…una cosa sé, que habiendo yo sido ciego, ahora veo.
Juan 9: 25b (RVR60)
Hace pocos días escuché un testimonio nada convencional de alguien a quien sigo por redes sociales. Me encanta escucharlo. Aprecio su talento para enseñar de manera sencilla; sus esfuerzos por analizar personajes de moda que capten la atención de sus seguidores; los valores que transmite en cada charla y cómo invierte tiempo y dinero para producir material educativo de excelencia.
Hice toda esta explicación previa para contarte que, casi a fin de año, eligió compartir con sus seguidores de qué manera volvió a creer en Dios, después de un largo tiempo de escepticismo. Sus rezos por la salud de su mamá no tuvieron la respuesta que él esperaba ya que finalmente falleció.
Para comenzar, partió de la diferencia entre un sabio y un gurú. ¿Cuál es? El sabio vive lo que predica y enseña; el gurú te dice qué hacer, pero no vive de acuerdo con ese criterio.

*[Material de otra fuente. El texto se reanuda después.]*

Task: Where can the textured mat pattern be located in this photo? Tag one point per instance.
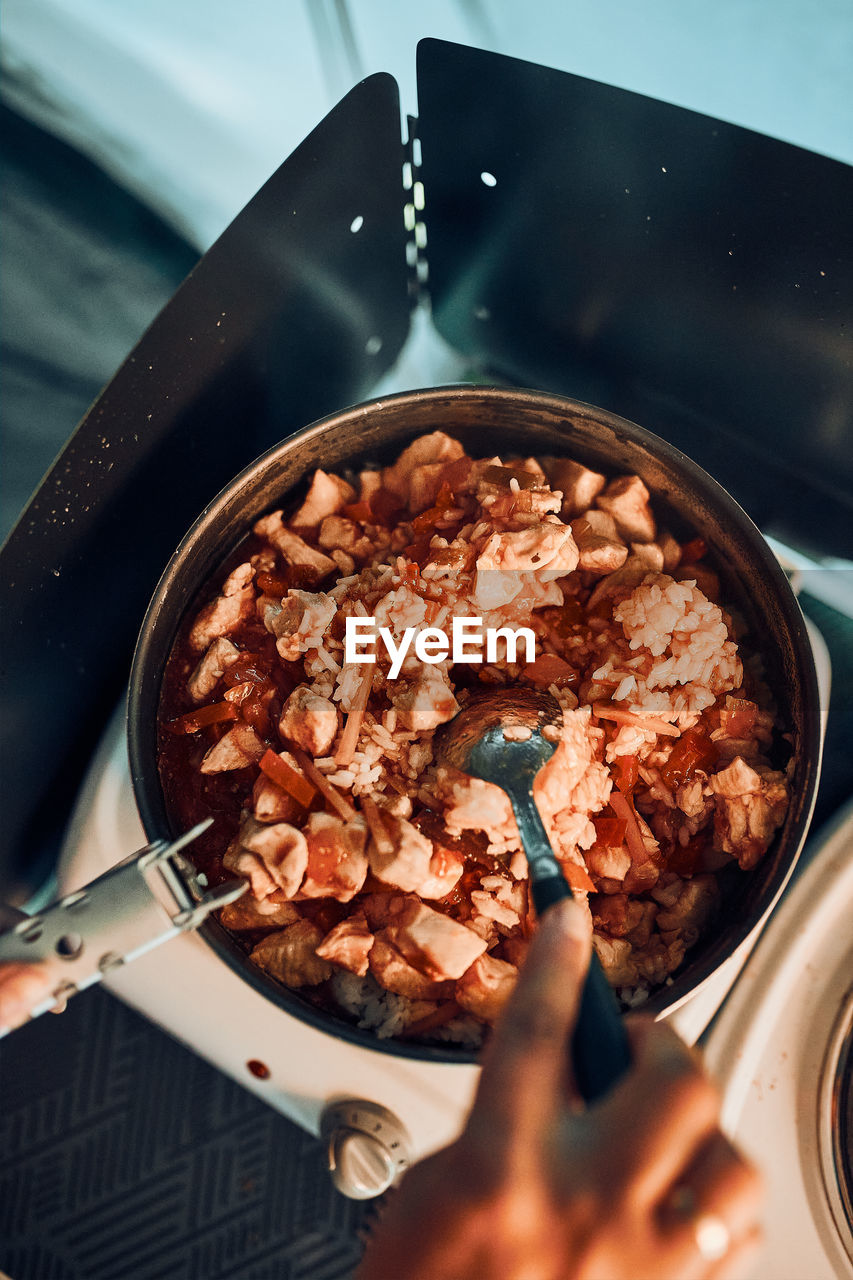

Luego hizo un recorrido sencillo, basado en cuatro puntos que él quería dejar bien claros: habló de ciencia y fe; de los intelectuales y de las Sagradas Escrituras; de su experiencia personal y, sobre todo, habló de Jesús. Todo el tiempo.
Claro, no es el típico testimonio evangélico. No obstante, me emocionó su frescura y su alegría inocultable al compartir el renacer de su fe.
Después de escucharlo, recordé al protagonista ciego del texto del comienzo del devocional. En cuanto a las historias, no se parecen en nada, pero tienen el peso contundente de la experiencia personal.
Cada uno, de acuerdo con su personalidad, formación y estilo puede compartir cómo fue su encuentro con Jesús. De manera sencilla y natural, sin tratar de convencer a nadie (esa es tarea del Espíritu). No porque debamos hacerlo, sino porque queremos dar a conocer a Cristo y la vida que Él nos da.
Si sos de pocas palabras, acordate del ciego …una cosa sé, que habiendo yo sido ciego, ahora veo.